Boutique Design
- Editor: Mary Scoviak
- Categories: Hospitality Interiors
- Frequency: Bi-monthly
- Publisher: Michelle Finn
- First issue: May 2005
- Company: Emerald Expositions
- Country: USA
- Based in: Cincinnati, Ohio
- Website: http://www.boutiquedesign.com/

= Boutique Design =

American magazine

Boutique Design magazine is a trade publication produced by ST Media Group International. As the only hospitality interiors magazine that focuses specifically on boutique hospitality, Boutique Design (BD) is the authority on the boutique hotel, spa and restaurant market. About designers and for designers, BD features major hospitality projects, industry news and products which are relevant to the industry in each of its bi-monthly issues. The publication debuted in spring, 2005.

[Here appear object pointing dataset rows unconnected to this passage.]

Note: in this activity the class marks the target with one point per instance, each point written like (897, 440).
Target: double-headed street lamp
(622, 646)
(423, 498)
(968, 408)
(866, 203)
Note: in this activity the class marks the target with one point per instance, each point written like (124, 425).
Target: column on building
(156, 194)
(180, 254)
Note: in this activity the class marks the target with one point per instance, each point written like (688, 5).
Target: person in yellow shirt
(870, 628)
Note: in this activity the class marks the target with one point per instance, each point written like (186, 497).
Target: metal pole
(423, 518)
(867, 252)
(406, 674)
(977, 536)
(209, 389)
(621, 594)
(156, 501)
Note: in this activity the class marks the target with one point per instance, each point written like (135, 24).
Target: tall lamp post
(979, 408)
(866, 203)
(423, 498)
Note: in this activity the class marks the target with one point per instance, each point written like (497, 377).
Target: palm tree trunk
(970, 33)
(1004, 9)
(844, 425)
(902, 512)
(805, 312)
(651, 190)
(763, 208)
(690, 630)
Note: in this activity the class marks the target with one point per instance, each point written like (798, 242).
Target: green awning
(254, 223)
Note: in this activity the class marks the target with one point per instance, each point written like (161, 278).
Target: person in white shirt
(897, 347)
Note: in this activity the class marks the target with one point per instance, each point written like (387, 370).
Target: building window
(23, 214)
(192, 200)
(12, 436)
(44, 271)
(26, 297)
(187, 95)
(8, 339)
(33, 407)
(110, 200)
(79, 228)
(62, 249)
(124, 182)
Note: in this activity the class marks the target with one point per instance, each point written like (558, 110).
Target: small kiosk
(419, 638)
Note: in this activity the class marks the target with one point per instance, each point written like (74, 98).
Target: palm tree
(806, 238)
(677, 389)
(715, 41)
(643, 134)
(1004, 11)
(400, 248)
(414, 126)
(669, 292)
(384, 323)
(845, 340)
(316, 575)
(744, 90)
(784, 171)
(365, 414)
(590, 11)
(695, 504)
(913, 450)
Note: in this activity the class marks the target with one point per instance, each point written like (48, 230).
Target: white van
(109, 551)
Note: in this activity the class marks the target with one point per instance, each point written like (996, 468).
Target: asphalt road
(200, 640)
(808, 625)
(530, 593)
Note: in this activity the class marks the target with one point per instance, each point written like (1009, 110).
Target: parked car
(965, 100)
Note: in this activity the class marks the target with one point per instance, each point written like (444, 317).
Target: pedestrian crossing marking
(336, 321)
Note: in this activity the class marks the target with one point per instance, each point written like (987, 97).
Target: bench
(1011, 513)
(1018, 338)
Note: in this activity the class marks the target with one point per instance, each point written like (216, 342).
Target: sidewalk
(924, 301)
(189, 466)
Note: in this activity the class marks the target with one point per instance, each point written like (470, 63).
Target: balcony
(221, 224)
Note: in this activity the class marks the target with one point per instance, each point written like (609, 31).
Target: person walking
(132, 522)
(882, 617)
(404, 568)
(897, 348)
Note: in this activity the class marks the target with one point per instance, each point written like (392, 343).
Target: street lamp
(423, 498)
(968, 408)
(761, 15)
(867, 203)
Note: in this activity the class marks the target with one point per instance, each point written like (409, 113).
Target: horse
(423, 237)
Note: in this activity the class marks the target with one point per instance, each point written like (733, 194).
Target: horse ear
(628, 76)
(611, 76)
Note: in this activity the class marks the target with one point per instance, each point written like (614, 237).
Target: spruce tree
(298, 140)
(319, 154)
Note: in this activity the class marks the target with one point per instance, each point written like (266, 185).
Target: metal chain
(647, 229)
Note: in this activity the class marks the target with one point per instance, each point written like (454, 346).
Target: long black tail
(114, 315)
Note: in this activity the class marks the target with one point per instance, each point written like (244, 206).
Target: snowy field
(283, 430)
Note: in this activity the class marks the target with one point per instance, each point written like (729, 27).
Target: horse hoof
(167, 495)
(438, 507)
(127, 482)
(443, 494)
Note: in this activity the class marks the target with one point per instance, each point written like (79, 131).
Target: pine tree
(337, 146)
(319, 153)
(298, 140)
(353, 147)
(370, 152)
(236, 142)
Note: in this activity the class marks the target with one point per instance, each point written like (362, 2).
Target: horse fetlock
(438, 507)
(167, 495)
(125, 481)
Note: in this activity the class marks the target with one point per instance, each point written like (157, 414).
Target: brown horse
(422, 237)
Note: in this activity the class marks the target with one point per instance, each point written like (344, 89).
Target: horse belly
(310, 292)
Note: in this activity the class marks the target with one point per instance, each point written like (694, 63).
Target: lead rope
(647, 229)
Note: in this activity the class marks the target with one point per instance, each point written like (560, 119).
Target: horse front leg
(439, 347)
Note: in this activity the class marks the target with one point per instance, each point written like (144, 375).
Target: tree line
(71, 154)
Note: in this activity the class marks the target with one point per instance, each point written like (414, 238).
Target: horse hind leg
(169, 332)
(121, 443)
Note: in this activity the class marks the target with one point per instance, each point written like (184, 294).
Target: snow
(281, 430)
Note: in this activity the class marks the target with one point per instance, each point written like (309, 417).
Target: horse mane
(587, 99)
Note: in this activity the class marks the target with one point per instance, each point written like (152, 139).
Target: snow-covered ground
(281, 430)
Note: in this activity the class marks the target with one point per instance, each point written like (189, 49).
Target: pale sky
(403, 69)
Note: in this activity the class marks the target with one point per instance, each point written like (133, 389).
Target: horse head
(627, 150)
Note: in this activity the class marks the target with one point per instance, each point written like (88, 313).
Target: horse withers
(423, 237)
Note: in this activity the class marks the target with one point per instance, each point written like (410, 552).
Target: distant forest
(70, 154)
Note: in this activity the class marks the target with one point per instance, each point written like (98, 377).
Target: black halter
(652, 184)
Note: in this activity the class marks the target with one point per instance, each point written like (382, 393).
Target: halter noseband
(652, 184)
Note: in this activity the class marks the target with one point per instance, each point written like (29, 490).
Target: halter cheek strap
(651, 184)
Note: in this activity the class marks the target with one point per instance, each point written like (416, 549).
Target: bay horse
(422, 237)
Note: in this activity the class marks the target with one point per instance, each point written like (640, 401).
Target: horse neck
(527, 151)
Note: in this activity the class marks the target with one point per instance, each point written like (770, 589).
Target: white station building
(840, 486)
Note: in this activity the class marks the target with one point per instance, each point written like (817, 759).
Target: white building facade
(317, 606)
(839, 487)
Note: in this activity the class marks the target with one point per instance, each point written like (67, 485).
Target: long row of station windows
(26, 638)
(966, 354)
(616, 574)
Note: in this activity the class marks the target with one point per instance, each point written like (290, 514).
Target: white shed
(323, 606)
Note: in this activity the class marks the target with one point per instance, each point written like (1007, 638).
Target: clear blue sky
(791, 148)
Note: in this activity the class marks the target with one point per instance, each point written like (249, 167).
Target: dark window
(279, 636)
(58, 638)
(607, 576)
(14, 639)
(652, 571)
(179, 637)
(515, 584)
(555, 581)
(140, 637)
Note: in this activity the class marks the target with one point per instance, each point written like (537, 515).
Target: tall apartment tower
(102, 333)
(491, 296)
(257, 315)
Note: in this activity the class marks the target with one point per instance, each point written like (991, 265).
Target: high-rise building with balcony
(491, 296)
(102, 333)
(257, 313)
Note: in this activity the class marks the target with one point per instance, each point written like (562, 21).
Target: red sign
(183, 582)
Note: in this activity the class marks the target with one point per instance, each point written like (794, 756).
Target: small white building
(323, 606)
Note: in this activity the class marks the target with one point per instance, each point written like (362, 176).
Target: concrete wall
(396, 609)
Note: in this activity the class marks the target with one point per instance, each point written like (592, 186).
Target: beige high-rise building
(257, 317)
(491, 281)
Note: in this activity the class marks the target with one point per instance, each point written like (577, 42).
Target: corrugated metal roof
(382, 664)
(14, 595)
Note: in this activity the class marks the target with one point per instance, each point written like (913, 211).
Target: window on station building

BD also produces Boutique Design New York (BDNY), a hospitality interiors show that runs concurrently with the International Hotel, Motel + Restaurant Show at the Javits Center in New York. Over 750 exhibitors representing high-end, unique and innovative design products—including furniture, lighting, wall coverings, fabric, seating, accessories, artwork, carpet and flooring, materials, bath and spa – are presented in small-scale displays, creating an intimate, boutique-style shopping environment.

The event also includes education sessions, presented by BD and its sister publication Hospitality Style; design forums; special show floor exhibits; and the presentation of the annual Boutique Design Awards.

Each spring, Boutique Design names a list of up-and-coming hospitality interior designers known as The Boutique 18.